Pass configuration when creating a StreamingClient:

streaming_config.js
javascript
const client = new StreamingClient({
apiKey: "your_api_key_here",
// Audio
sampleRate: 16000, // 8000–48000 Hz (16kHz recommended)
// Language
language: "english", // english, hausa, igbo, yoruba
// Connection
baseUrl: "https://api.orbitalsai.com", // Optional, for custom endpoints
});
OptionTypeDescription
apiKeystringYour OrbitalsAI API key (required).
sampleRatenumberAudio sample rate in Hz (default: 16000).
languagestringTarget language (english, hausa, igbo, yoruba).
baseUrlstringAPI base URL for custom endpoints.

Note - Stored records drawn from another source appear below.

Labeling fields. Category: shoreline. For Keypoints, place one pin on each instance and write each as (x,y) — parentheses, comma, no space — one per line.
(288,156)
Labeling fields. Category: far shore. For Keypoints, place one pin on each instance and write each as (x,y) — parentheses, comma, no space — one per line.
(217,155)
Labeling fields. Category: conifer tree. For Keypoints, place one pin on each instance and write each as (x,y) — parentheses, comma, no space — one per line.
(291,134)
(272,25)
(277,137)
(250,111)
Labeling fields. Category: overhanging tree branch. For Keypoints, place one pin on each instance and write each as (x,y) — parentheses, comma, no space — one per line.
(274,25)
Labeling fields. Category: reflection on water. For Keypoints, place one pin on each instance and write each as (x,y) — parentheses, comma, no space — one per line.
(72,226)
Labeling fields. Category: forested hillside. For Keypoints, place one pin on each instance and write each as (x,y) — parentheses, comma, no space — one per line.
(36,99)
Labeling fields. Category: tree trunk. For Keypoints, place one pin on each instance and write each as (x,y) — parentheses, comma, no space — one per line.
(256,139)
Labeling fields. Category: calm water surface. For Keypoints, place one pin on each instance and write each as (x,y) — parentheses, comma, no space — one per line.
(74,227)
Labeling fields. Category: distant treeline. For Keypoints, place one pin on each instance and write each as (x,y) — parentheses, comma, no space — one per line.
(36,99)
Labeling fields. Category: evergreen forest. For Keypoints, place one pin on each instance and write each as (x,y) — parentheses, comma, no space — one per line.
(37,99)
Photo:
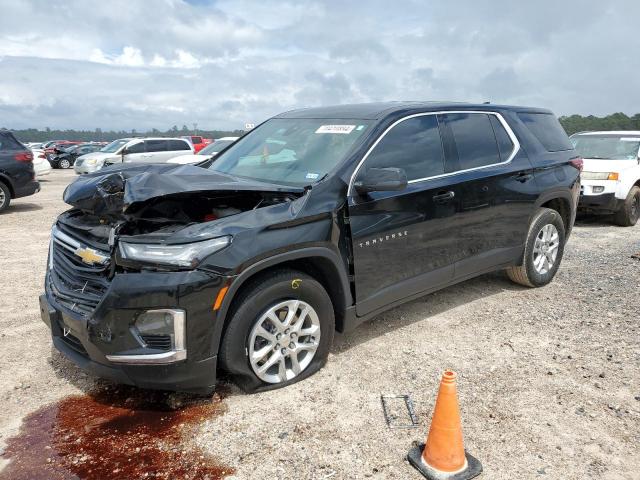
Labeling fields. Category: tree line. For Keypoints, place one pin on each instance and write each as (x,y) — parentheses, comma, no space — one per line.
(99,135)
(572,124)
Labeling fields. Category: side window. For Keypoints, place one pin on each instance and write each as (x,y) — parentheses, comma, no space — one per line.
(136,148)
(474,140)
(177,145)
(156,145)
(505,145)
(413,145)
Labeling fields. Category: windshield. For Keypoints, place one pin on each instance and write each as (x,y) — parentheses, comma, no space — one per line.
(606,147)
(291,151)
(114,146)
(215,147)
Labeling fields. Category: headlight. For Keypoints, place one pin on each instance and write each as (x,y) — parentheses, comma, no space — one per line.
(183,255)
(599,175)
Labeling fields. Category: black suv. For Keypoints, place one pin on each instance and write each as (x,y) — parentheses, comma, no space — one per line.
(17,177)
(313,222)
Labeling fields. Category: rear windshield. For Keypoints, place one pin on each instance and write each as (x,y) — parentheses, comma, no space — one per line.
(8,142)
(607,147)
(547,129)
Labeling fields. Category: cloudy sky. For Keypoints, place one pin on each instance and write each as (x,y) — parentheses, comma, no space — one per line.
(123,64)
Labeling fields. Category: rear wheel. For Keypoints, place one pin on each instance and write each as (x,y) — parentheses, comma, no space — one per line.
(5,197)
(280,331)
(629,212)
(543,250)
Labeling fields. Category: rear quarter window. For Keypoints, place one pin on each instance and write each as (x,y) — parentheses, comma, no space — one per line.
(547,129)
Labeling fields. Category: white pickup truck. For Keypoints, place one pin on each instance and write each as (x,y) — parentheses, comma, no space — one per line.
(611,175)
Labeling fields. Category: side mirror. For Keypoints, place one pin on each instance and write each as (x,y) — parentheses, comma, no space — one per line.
(381,180)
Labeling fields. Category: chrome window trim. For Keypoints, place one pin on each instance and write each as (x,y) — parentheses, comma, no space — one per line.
(503,122)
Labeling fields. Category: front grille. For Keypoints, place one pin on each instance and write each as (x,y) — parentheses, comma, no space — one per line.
(159,342)
(74,344)
(77,285)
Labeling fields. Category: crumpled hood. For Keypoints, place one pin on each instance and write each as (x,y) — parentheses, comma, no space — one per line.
(114,189)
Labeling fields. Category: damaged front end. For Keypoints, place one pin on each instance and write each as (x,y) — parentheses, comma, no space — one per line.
(127,271)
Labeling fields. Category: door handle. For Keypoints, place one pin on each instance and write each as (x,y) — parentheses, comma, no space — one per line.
(443,197)
(523,177)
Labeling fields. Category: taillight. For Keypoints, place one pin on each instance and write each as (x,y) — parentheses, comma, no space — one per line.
(577,163)
(24,157)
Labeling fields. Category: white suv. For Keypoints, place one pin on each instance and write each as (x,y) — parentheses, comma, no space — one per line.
(133,150)
(611,175)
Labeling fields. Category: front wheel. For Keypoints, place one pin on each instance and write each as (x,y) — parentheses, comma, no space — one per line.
(543,250)
(280,331)
(629,212)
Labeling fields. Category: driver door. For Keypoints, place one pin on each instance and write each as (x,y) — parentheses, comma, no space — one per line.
(403,240)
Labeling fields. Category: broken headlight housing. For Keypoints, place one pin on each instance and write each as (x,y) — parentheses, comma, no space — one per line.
(181,255)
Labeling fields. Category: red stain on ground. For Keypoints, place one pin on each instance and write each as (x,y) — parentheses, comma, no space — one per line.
(116,433)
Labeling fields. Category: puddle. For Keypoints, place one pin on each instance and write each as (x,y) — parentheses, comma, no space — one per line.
(117,432)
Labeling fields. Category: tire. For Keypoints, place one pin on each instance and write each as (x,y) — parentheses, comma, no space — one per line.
(5,197)
(274,292)
(546,231)
(629,212)
(64,163)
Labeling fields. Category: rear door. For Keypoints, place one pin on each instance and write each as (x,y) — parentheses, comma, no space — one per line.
(402,240)
(495,190)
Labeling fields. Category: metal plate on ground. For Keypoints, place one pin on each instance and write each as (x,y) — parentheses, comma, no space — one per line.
(399,411)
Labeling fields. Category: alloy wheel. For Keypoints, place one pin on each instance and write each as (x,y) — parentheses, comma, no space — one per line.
(545,249)
(284,341)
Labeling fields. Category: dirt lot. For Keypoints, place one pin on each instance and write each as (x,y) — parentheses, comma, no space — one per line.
(549,379)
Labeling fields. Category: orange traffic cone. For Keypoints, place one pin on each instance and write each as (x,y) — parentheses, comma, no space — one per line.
(444,457)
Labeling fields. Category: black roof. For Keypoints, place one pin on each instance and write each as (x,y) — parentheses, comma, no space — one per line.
(378,110)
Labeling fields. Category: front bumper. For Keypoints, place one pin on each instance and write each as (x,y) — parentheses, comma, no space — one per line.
(87,340)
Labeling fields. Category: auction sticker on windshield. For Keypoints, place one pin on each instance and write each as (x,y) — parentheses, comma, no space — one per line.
(345,129)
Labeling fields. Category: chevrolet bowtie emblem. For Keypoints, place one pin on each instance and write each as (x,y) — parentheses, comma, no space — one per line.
(91,256)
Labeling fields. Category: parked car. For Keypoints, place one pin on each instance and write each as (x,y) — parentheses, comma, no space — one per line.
(57,146)
(312,222)
(206,153)
(40,164)
(197,141)
(17,176)
(133,150)
(66,157)
(611,176)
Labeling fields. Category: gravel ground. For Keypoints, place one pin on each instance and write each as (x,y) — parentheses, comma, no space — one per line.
(549,379)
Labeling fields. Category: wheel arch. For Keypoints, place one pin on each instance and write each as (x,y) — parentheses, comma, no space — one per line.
(323,264)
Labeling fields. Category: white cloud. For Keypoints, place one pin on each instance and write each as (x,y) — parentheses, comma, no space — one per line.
(124,64)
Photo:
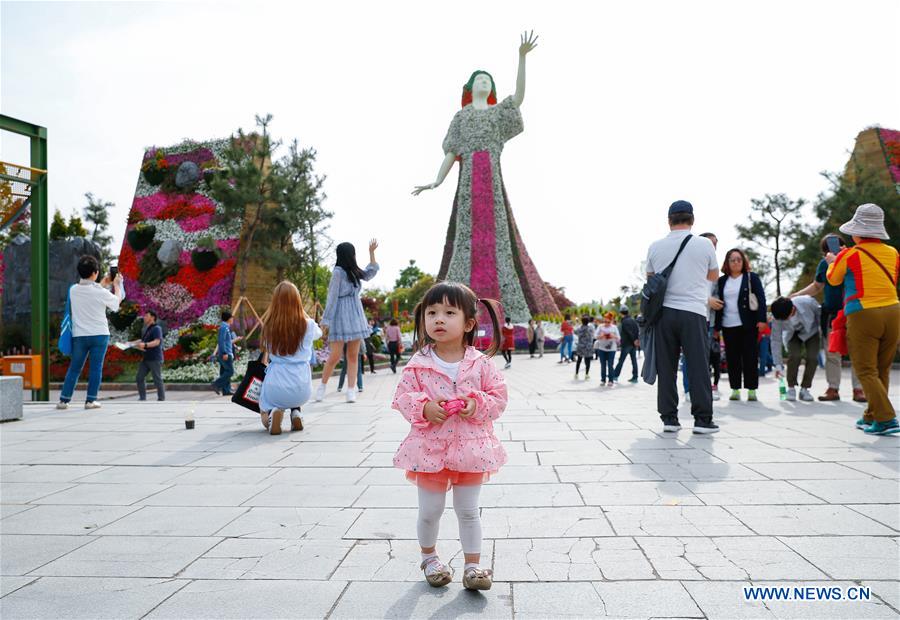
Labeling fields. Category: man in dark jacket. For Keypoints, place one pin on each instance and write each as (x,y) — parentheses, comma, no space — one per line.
(151,345)
(631,339)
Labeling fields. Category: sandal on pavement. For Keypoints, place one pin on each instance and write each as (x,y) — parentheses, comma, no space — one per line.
(440,575)
(275,425)
(478,579)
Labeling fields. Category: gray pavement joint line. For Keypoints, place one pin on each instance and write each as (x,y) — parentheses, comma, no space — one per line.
(186,583)
(248,509)
(802,490)
(851,507)
(241,505)
(726,509)
(24,585)
(337,600)
(691,596)
(647,557)
(349,549)
(784,542)
(89,541)
(883,600)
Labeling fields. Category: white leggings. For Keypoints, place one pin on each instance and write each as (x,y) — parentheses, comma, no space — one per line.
(465,503)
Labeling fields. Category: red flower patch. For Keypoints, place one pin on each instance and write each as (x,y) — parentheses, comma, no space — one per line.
(199,282)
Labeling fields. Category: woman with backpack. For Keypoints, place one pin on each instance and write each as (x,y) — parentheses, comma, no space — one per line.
(869,272)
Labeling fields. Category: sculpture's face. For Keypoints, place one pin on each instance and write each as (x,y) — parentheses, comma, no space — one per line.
(481,85)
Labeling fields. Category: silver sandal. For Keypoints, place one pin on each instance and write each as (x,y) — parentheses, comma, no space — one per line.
(478,579)
(440,577)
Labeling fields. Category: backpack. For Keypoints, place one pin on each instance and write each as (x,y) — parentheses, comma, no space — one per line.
(654,292)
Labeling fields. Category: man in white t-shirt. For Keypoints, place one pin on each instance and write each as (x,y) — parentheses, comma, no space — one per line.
(682,326)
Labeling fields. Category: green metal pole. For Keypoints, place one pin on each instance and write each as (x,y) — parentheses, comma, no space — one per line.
(40,265)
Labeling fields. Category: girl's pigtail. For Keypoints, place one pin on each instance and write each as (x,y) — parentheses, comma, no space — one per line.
(491,306)
(419,333)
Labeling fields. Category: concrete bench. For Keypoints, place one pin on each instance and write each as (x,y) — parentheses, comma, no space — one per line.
(11,405)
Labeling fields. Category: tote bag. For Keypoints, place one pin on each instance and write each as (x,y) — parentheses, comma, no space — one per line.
(65,331)
(247,394)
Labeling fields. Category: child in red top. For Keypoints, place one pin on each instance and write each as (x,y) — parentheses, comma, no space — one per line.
(509,342)
(451,393)
(565,347)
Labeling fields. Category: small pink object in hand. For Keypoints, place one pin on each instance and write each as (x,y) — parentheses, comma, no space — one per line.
(452,407)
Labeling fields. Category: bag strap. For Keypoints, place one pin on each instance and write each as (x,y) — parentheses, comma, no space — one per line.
(668,269)
(877,262)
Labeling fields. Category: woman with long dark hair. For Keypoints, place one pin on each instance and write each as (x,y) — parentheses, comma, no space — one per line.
(741,319)
(344,319)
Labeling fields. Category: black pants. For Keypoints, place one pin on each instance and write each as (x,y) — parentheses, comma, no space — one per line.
(677,331)
(394,351)
(370,353)
(155,369)
(742,356)
(587,364)
(629,351)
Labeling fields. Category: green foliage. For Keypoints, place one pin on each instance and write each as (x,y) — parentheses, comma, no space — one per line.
(96,214)
(409,276)
(75,228)
(408,297)
(58,229)
(773,231)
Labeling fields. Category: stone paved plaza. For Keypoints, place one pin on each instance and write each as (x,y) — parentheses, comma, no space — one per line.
(122,513)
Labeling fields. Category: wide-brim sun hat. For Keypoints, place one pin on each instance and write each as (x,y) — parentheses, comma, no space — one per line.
(868,221)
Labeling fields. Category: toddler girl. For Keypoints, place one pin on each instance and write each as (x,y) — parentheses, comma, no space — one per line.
(451,393)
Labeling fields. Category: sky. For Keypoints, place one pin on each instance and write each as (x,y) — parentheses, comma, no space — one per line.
(629,106)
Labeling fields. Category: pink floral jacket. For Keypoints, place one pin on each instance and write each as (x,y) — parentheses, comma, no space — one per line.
(459,444)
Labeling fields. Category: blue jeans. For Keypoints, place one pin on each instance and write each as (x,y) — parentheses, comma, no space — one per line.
(606,365)
(359,372)
(226,370)
(765,356)
(84,347)
(565,348)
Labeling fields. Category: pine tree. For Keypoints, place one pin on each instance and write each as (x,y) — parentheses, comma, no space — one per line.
(58,229)
(775,224)
(96,214)
(75,228)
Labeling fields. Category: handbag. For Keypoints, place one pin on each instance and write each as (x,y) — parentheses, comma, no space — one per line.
(878,262)
(247,394)
(65,330)
(837,337)
(752,301)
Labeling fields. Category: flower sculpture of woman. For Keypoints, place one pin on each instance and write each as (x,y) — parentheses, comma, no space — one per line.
(483,248)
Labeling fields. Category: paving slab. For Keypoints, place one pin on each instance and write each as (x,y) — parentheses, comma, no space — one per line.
(597,514)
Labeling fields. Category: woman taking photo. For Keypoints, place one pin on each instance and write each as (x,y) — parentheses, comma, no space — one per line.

Error handling (JavaScript)

Listen for the error event and handle connection failures, authentication issues, or exhausted credits.

streaming_errors.js
javascript
import { StreamingClient, AuthenticationError } from "orbitalsai";
const client = new StreamingClient({
apiKey: process.env.ORBITALS_API_KEY,
language: "english",
});
client.on("error", (err) => {
if (err instanceof AuthenticationError) {
console.error("Invalid API key – check ORBITALS_API_KEY.");
} else if (err.message?.includes("credits")) {
console.error("Credits exhausted – please top up your account.");
} else {
console.error("Streaming error:", err);
}
});
try {
await client.connect();
// ... send audio
await client.flush();
} catch (err) {
console.error("Connection failed:", err);
} finally {
await client.disconnect();
}
npm package
See the orbitalsai npm package for full API reference, types, and changelog.

Streaming use cases

Call Center Transcription

Real-time transcription of customer service calls in African languages for quality assurance, training, and compliance.

Live Event Captioning

Provide live captions for conferences, webinars, and broadcasts in real-time, making content accessible to broader audiences.

Virtual Meeting Assistants

Create AI assistants that transcribe and summarize virtual meetings in real-time, capturing action items and key decisions.

Voice Assistants

Build voice-controlled applications with low-latency speech recognition for African language speakers.